Sixty patients were divided into two treatment groups (n = 30): 1) OFD; and 2) OFD in endodontically treated teeth (OFD + ET). The clinical variables evaluated were plaque (full-mouth plaque score), bleeding on probing, gingival recession, probing depth (PD), and vertical (VAL) and horizontal (HAL) attachment levels. Reevaluation was performed 12 months after the surgical procedures.
Both treatments resulted in improvements in all the clinical variables evaluated. Postoperative measurements from OFD-treated and OFD + ET-treated sites showed, respectively, 1.2 ± 1.2 and 1.3 ± 1.3 mm reduction in PD, 0.6 ± 0.8 and 0.7 ± 0.6 mm VAL gains, and 0.7 ± 1.1 and 0.8 ± 1.6 mm HAL gains. No significant differences were found between the groups.
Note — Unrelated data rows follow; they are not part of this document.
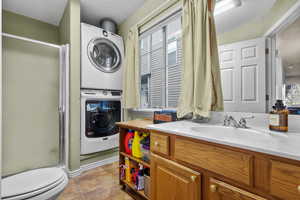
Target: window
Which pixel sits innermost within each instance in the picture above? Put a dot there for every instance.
(160, 64)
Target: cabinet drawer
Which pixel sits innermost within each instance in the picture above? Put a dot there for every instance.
(234, 165)
(172, 181)
(160, 143)
(285, 180)
(219, 190)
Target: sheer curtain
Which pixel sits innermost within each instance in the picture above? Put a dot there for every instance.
(131, 89)
(201, 85)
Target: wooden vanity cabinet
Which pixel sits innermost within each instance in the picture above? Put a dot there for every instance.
(172, 181)
(219, 190)
(183, 168)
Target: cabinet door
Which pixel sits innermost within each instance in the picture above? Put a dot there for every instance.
(171, 181)
(222, 191)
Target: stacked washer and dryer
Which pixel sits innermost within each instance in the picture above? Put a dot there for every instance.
(102, 54)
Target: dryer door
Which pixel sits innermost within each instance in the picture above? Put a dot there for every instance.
(104, 55)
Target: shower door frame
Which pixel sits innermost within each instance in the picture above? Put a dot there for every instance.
(63, 107)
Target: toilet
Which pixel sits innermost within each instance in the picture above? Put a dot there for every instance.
(38, 184)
The present findings demonstrate that adequate endodontic therapy performed ≥6 months before surgical treatment does not significantly influence the clinical parameters of healing of human mandibular buccal Class II furcation defects.
磨牙分叉区缺损的治疗仍然是临床实践中的一大挑战。分叉区病变管理的成功率差异很大,与这些缺损的基线临床状况有关。确定对治疗结果有影响的临床参数对于优化牙周手术治疗的结果至关重要。牙髓治疗(ET)对牙周组织愈合潜力的影响存在争议。因此,本研究的目的是评估颊侧 II 类分叉缺损在翻瓣清创术(OFD)下的临床反应,并确定 ET 对治疗结果的影响。
60 名患者分为两组(n = 30):1)OFD;2)牙髓治疗牙的 OFD(OFD+ET)。评估的临床变量包括菌斑(全口菌斑评分)、探诊出血、牙龈退缩、探诊深度(PD)以及垂直(VAL)和水平(HAL)附着水平。手术 12 个月后进行重新评估。
两种治疗方法均改善了所有评估的临床变量。OFD 治疗和 OFD+ET 治疗部位的术后测量值分别显示 PD 减少 1.2±1.2 和 1.3±1.3mm,VAL 增加 0.6±0.8 和 0.7±0.6mm,HAL 增加 0.7±1.1 和 0.8±1.6mm。两组之间无显著差异。
本研究结果表明,在手术治疗前≥6 个月进行适当的牙髓治疗不会显著影响下颌颊侧 II 类分叉缺损愈合的临床参数。